Kaum hatte sie ausgesprochen, machte sich am Tisch erschrockenes Schweigen breit. Alle Angestellten sahen zu ihr herüber, und Alexandra nutzte genauso wie Tobias die Gelegenheit, um die Mienen der Leute genauer zu studieren. Einige waren sichtlich entsetzt, andere schauten ungläubig drein, und ein paar wenige – vor allem Groß, Dessing und Kramsch – demonstrierten völliges Desinteresse.
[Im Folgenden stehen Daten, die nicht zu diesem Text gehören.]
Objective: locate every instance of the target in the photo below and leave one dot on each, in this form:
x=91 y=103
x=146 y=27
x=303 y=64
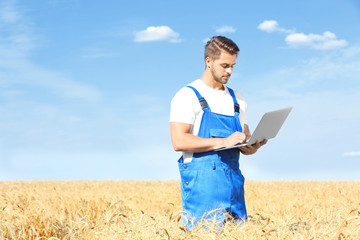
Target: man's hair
x=217 y=43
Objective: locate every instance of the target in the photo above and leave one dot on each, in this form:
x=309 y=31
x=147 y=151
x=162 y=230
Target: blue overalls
x=213 y=180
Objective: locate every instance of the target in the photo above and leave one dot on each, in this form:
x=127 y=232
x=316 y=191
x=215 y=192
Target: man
x=204 y=116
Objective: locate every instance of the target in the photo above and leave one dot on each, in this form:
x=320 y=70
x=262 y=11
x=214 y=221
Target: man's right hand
x=235 y=138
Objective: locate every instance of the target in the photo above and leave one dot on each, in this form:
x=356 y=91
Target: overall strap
x=202 y=101
x=236 y=105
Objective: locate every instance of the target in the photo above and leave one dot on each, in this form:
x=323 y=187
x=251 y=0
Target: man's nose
x=229 y=70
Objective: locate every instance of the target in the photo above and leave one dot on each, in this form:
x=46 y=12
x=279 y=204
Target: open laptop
x=267 y=128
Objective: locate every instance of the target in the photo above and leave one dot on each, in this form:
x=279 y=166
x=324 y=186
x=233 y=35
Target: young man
x=204 y=116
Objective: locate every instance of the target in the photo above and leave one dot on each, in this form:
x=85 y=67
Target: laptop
x=267 y=128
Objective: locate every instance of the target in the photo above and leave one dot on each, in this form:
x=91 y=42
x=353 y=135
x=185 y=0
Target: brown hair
x=217 y=43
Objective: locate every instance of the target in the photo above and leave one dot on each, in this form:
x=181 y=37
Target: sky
x=86 y=86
Vielleicht lag es daran, dass die leitenden Angestellten zu sehr mit Wildens mutmaßlicher Nachfolge beschäftigt waren, dass das Schicksal einer Katze sie so kaltließ.

»Wussten Sie das nicht?«, fragte Alexandra verwundert in die Runde. »Ich dachte, das hätte sich längst herumgesprochen.«

»Das ist der Unterschied zwischen einem Kloster und einem Marktplatz«, warf Bruder Johannes ein und lächelte sanft. »Wenn Sie gefrühstückt haben, können wir wie verabredet in den Keller hinuntergehen. Sagen Sie einfach Bescheid, wenn Sie beide fertig sind.«

Als Bruder Johannes an seinen Tisch zurückkehrte, ließ Alexandra einen kritischen Blick über die versammelten Mönche wandern, die in ihr Frühstück vertieft waren und schwiegen. Keiner von ihnen sah in ihre Richtung.

Stattdessen bombardierten die Angestellten des Laurentius-Hilfswerks sie mit Fragen zu dem Giftanschlag, die Tobias und Alexandra so vage wie möglich beantworteten.

Nachdem sie zu Ende gefrühstückt hatten, gab Bruder Johannes ihnen ein Zeichen. »Kommen Sie bitte!«, sagte er, ging ihnen voran ins Foyer und nahm den Bund mit den Kellerschlüsseln vom Schlüsselbrett. Dann geleitete er sie zu der Kellertür.

Er schloss auf und betätigte einen Lichtschalter links neben dem Türrahmen. Eine Reihe von Deckenlampen flammten auf und sorgten in dem schmalen Treppenhaus für genügend Helligkeit.

Sie gelangten in den Keller, der deutlich besser beleuchtet war als in Alexandras Traum. Unbehagen machte sich in Alexandra breit, als sie sich dem angrenzenden Kellerraum näherten. Und fast meinte sie, wieder Wildens drohende Stimme zu hören: Du bist einfach zu neugierig …

Alexandra räusperte sich, weil sie glaubte, seine Hände um ihren Hals zu spüren.

Ein Schauer kroch ihr den Rücken herunter, und ihr stockte der Atem, als Bruder Johannes die Tür öffnete, die so in den Angeln quietschte, dass es ihr in den Ohren wehtat.